Sono tutte neomamme. Sono quarantatré. Tutte in maternità al tempo dei licenziamenti in Almaviva dello scorso dicembre, quando l’azienda chiuse i battenti lasciando senza lavoro 1666 persone. Adesso le neomamme sono state trasferite da Roma a Rende, in Calabria. Ed è chiaro a tutti che per loro non c’è altra strada che quella delle dimissioni, perché diventa difficile se non praticamente impossibile conciliare le esigenze della famiglia con una nuova sede di lavoro distante settecento chilometri.
C’è una mobilitazione in corso per scongiurare quelli che a tutti gli effetti oggi sembrano ulteriori licenziamenti, seppur mascherati. La Uil di Roma e del Lazio non è rimasta a guardare. «Siamo vicini a queste donne – dicono Pierluigi Talamo e Maurizio Lepri, rispettivamente segretario regionale Uil Roma Lazio e segretario generale della Uilcom Roma Lazio – chiederemo alla Regione Lazio un incontro urgente affinché le neomamme possano accedere al percorso di politiche attive a cui già stanno partecipando i colleghi di Almaviva licenziati lo scorso dicembre. Siamo certi che la Regione Lazio farà il possibile per offrire una nuova opportunità e quindi un nuovo futuro occupazionale anche a queste donne trasferite a centinaia di chilometri casa».

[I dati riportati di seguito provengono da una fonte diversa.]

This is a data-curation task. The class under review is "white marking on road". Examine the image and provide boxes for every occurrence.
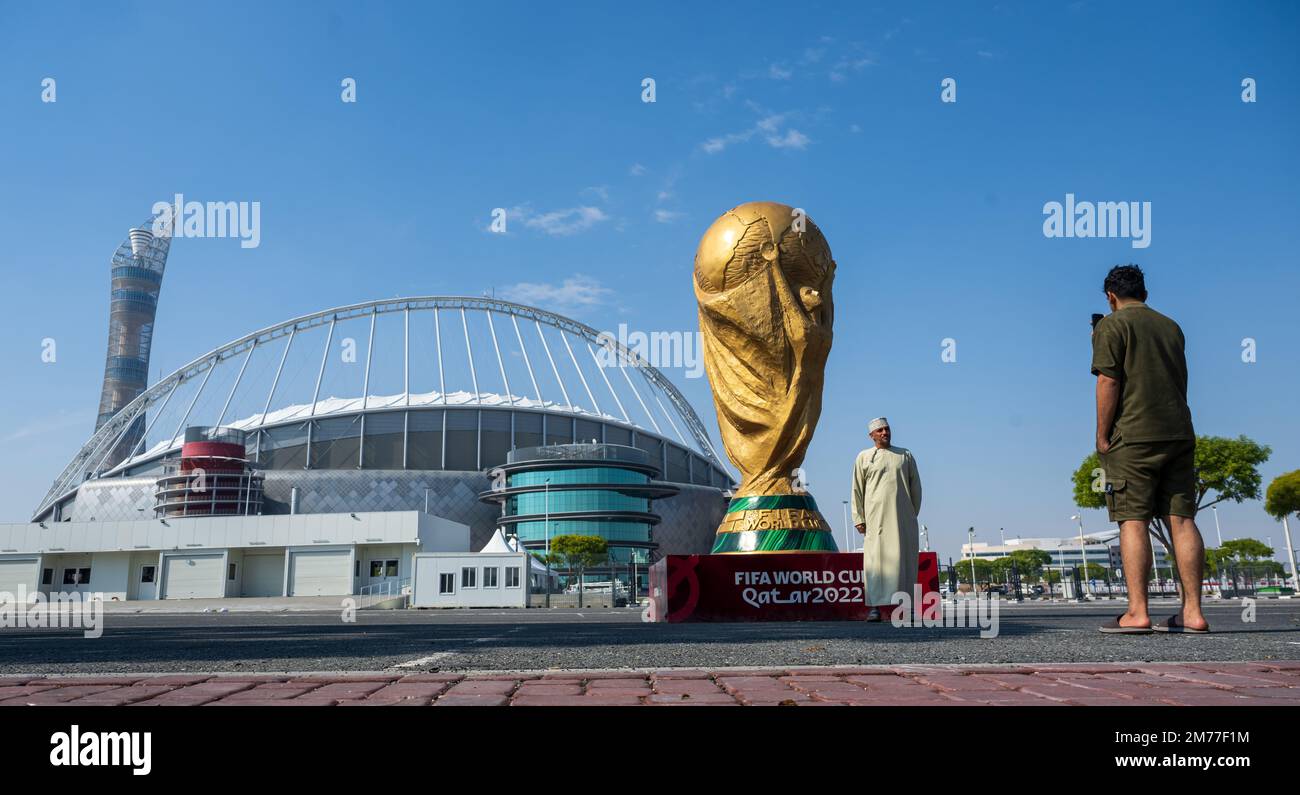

Per il sindacato non c’è altra strada, non esiste alternativa all’inserimento delle mamme nei percorsi delle politiche attive: è un atto dovuto. «E’ l’unica soluzione possibile e sensata –concludono i due esponenti del sindacato Talamo e Lepri – perché è impensabile che una volta finita la maternità una donna si ritrovi con le tutele azzerate e con prospettive di vita futura a centinaia di chilometri da casa e per di più con un part time di solo quattro ore al giorno». Spostarsi di settecento chilometri per settecento euro al mese. E’ sempre più difficile essere donne, mamme, mogli, lavoratrici. E conciliare tutti ruoli. Ma tant’è. Questo offre il ventunesimo secolo.